Campbell’s drive and motivation has set her apart once again leading to her hand selection to serve as an assistant command career counselor, a position usually held by more senior enlisted personnel.

“Campbell is an amazing Sailor and really sets the bar for her peers,” said Hospital Corpsman 1st Class Vincent Kucera, command career counselor leading petty officer. “She is dedicated to doing her job and looking out for the careers or 546 Sailors. She is a motivated leader in the command as well as an ambassador to the community.”

Her dedication also outside of work led to Campbell co-creating the Sailors Against Sexual Harassment and Assault (S.A.S.H.A.) organization; a Sailor-driven, grass-roots program aimed at increasing sexual harassment and assault awareness.

“While stationed in Sasebo my husband and I saw the need for a different approach to sexual harassment and assault awareness training following a 14 percent increase in assaults in the region. Assaults and harassment have such a large impact on not just those who experience it, but it affects the families and workers around them. Everyone deserves a safe and comfortable workplace,” said Campbell. “We came up with S.A.S.H.A. and have worked to implement it here after seeing the positive impact it had in Japan.”

Under Campbell’s leadership, the S.A.S.H.A. team continues to make solid strides at NHB with the implementation on quarterly ‘Single Sailor Dinners,’ adopting a local woman’s shelter and planning and organizing of a ‘Take Back the Night Walk’ scheduled for the end of April.

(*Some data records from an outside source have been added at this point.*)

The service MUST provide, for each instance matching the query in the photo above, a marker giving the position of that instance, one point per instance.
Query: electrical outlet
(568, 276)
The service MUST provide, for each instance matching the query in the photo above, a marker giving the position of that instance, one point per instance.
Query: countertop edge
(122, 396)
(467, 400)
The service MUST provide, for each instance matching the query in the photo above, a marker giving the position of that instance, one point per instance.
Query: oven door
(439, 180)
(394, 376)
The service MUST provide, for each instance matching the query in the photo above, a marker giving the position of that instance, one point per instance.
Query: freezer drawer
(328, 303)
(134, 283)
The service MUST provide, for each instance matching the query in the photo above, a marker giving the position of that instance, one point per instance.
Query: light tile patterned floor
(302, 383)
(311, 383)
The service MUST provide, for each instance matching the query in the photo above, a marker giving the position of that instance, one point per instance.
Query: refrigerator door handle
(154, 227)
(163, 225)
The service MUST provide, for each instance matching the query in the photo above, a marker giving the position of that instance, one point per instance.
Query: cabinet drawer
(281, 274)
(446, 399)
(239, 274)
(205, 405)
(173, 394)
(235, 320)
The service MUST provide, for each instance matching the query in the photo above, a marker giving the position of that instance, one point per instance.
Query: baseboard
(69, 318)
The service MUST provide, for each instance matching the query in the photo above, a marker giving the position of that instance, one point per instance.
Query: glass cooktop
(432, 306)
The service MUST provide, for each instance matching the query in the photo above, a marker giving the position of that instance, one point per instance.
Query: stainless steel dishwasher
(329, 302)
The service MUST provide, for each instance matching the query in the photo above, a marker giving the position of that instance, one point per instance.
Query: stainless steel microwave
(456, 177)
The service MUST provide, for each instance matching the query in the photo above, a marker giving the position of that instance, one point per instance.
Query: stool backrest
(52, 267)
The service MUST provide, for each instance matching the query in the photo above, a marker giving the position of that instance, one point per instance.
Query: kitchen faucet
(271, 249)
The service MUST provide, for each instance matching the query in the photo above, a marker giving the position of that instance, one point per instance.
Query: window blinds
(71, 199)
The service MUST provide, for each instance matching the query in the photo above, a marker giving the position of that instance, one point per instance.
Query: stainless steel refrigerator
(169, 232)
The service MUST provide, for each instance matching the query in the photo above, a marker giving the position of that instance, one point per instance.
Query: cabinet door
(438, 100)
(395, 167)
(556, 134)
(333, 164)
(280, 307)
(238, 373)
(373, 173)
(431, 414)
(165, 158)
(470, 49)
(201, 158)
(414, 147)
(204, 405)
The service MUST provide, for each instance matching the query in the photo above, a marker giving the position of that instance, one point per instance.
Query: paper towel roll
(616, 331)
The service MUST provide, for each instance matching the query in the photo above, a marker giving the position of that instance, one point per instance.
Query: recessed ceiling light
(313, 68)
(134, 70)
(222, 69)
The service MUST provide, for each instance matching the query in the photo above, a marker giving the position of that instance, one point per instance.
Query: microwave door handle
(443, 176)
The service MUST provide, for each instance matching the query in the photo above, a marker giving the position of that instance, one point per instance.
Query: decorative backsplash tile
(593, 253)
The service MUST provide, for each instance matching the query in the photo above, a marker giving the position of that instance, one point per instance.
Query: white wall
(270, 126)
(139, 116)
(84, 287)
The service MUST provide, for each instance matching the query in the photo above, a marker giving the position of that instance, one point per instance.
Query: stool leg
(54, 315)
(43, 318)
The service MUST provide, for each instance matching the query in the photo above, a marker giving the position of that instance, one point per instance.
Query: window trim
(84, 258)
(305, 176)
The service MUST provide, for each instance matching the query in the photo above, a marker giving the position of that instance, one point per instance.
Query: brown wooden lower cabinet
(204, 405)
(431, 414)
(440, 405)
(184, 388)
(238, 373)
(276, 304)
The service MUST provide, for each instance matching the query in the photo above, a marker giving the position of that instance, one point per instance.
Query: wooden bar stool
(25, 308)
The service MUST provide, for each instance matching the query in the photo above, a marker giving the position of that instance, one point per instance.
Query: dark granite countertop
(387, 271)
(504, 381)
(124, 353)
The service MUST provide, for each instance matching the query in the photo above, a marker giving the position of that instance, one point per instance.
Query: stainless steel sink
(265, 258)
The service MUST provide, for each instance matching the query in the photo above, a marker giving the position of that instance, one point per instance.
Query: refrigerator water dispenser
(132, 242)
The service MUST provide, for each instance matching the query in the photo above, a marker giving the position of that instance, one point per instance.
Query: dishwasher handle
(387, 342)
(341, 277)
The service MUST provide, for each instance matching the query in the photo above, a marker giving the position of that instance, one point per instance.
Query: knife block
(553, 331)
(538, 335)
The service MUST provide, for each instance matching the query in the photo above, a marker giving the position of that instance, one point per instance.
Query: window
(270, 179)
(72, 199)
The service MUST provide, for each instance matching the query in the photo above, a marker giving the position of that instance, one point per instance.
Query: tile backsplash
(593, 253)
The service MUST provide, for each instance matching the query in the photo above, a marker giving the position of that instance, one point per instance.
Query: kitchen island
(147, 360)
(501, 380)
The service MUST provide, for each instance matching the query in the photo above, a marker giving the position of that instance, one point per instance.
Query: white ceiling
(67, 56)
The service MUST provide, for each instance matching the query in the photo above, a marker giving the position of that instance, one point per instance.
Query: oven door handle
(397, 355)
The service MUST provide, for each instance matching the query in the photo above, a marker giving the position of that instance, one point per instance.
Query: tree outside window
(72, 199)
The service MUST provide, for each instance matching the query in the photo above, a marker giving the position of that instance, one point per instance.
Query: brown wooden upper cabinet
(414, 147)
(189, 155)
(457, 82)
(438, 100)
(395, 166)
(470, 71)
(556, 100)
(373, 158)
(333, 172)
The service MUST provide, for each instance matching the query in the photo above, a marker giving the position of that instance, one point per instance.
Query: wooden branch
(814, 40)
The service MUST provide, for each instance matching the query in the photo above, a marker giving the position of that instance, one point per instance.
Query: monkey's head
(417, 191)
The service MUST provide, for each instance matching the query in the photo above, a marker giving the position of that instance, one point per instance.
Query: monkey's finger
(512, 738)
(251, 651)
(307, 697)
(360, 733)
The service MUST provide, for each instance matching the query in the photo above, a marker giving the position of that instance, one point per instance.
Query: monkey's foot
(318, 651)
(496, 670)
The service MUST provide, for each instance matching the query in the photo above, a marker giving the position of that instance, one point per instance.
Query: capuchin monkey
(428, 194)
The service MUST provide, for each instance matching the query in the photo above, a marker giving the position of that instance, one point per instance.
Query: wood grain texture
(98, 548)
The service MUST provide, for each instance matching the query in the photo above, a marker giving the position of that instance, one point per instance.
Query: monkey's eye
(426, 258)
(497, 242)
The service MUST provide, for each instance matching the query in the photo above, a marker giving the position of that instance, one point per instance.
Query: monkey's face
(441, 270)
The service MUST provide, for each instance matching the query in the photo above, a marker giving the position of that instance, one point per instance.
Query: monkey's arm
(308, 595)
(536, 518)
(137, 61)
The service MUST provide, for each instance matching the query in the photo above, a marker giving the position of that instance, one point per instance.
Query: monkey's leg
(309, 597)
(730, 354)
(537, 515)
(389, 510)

Campbell explained, “Take Back the Night originally was created because it was not considered safe for women, specifically nurses, to travel alone at night. We now walk for the safety of men and women in an effort to bring awareness to this important issue. We want our friends and family to be safe in our communities at all times.”

With support from her husband, Master at Arms 1st Class Michael Campbell, and her father, retired Senior Chief Gunner’s Mate Bruce D. Nicholson, Campbell’s dreams and goals continue to evolve and motivate her.

“I have reached a few goals such as earning my associate’s degree and starting S.A.S.H.A, but thanks to my dad and husband’s support and motivation I feel like there is more to be done and more ways I can learn and advance,” said Campbell. “As cheesy as it may sound my dad really is my hero and I work every day to live up to his example and make him and the rest of my family proud. One day I hope to surpass the legacy of service he set.”